28 Temmuz 2013 Pazar

Yoksunluk

Bir şey gördüm ama hatırlamıyorum. Sabah uyandığımda beni güne çivileyen bir şey. Kapı aralıklı kaldığında içime oturan huzursuzluk gibi. Ya da akşama doğru uyuyup iki saat sonra uyandığımda ertesi güne uyanmışım gibi. Koyu bir huzursuzluk. Koyu bir umutsuzlukla birleşip, kaynaşıyor şimdi. Gece perdesi aralandı. Yine milyonlarca görünmez şeytan sinekliğin ufak aralıklarından doluşuyor. Birbirine arka çıkan iki iyi dost. Aynı şarkıyı söylemeye başlıyorlar bir anda. Ortak beyne saldırıyorlar. Kıvrımların arasında yontulmamış bir tahta üzerinde ilerliyorlar.

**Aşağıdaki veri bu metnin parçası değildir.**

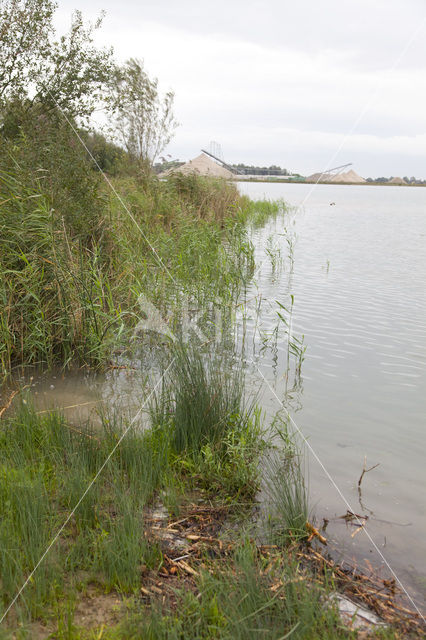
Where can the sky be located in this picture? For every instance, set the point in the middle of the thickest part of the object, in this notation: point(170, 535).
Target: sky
point(305, 85)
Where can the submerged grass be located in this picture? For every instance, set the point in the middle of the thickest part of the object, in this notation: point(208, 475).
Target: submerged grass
point(285, 487)
point(69, 286)
point(203, 449)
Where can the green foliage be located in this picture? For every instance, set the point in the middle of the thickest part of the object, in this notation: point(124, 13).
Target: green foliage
point(285, 486)
point(237, 603)
point(143, 120)
point(45, 467)
point(69, 72)
point(202, 400)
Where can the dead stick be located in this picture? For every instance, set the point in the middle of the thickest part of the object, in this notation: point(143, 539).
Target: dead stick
point(365, 470)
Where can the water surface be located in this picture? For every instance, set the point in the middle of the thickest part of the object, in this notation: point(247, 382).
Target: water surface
point(358, 279)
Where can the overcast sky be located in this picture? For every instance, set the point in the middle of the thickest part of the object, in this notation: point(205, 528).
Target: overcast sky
point(305, 85)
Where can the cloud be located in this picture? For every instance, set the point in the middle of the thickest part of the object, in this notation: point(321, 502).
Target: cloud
point(264, 77)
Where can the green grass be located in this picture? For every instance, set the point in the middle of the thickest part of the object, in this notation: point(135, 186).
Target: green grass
point(285, 487)
point(235, 601)
point(69, 288)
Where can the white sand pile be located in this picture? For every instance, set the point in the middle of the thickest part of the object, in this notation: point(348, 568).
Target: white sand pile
point(350, 177)
point(397, 180)
point(203, 166)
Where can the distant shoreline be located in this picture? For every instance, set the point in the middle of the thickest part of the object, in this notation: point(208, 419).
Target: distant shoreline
point(334, 184)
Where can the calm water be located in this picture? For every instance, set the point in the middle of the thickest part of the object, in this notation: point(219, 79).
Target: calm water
point(358, 281)
point(357, 274)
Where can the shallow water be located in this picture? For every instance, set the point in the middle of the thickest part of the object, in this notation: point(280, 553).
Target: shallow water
point(357, 275)
point(358, 281)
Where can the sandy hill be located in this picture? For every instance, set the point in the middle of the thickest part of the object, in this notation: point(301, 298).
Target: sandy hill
point(349, 177)
point(203, 166)
point(397, 180)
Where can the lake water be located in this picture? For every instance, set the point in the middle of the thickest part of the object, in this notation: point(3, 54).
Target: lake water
point(357, 273)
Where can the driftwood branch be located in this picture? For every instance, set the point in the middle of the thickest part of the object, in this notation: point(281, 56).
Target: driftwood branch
point(365, 470)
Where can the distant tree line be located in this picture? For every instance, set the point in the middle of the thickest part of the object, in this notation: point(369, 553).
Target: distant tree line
point(412, 180)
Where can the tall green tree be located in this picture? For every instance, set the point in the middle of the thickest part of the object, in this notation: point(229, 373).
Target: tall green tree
point(144, 120)
point(37, 67)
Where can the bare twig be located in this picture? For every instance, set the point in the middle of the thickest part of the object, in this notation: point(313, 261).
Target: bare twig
point(365, 470)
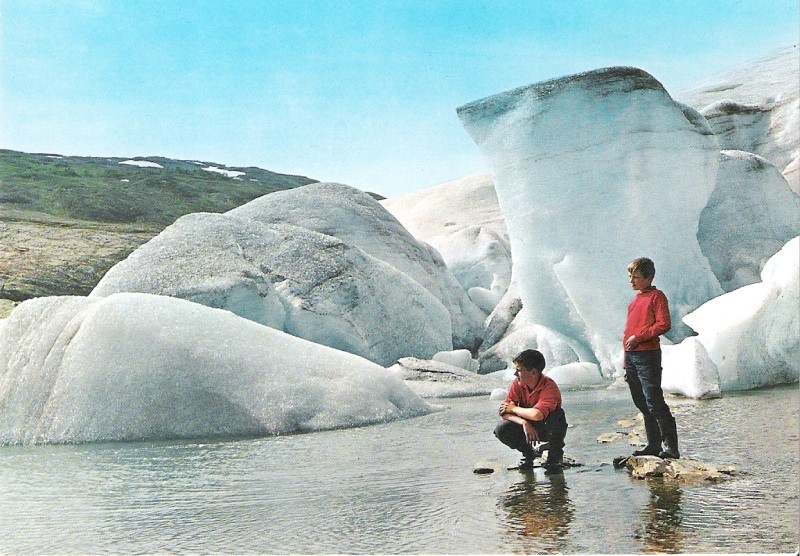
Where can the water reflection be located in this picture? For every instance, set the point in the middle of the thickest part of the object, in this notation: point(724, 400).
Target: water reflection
point(539, 512)
point(660, 530)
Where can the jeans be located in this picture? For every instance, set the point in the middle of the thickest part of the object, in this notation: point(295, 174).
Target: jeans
point(643, 374)
point(552, 430)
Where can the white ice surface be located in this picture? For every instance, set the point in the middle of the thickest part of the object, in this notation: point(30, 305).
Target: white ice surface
point(592, 171)
point(750, 215)
point(357, 219)
point(139, 366)
point(752, 334)
point(306, 283)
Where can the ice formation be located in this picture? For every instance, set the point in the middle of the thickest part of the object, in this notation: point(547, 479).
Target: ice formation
point(591, 171)
point(308, 284)
point(139, 366)
point(461, 219)
point(751, 214)
point(357, 219)
point(755, 107)
point(752, 334)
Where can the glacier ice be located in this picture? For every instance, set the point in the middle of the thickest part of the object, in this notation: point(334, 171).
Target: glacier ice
point(134, 366)
point(462, 220)
point(752, 334)
point(750, 215)
point(591, 171)
point(306, 283)
point(356, 218)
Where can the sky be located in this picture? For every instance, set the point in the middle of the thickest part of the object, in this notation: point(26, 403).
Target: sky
point(362, 92)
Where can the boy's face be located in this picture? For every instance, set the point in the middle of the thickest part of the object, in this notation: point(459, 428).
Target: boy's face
point(639, 282)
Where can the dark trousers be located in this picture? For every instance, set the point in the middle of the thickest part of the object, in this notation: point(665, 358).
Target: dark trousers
point(643, 374)
point(551, 430)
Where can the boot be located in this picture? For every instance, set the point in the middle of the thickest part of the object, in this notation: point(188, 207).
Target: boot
point(670, 434)
point(653, 432)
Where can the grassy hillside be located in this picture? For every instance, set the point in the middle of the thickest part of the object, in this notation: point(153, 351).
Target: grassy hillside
point(103, 190)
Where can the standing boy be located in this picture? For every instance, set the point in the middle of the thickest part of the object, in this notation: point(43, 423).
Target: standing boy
point(532, 411)
point(648, 318)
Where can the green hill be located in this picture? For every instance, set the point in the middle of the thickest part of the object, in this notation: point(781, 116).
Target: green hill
point(110, 190)
point(65, 220)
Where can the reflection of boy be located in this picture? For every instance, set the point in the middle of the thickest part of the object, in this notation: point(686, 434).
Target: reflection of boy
point(648, 318)
point(532, 411)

Tırtıkları büyük hasar bırakıyor. Sürtünmeden kıvılcımlar çıkıp, kekremsi kokusunu dolduruyor her tarafa. Sonra perde aralanıyor, tozlar her yerde! Nerede o şaşaalı heyecanlar? Nerede o insanlar? Nerede benim çıkarsız beynim? Bir aralık bulup soluklandırıyor kendini. İyi olan şeylere tahammülsüz, çirkin fikirlere karşı pek inatçı zihnim.. Fırsatını bulunca ayak ağrılarını unutabilecek kadar yürüyenlere karşı 'içten' kelimeler kuran.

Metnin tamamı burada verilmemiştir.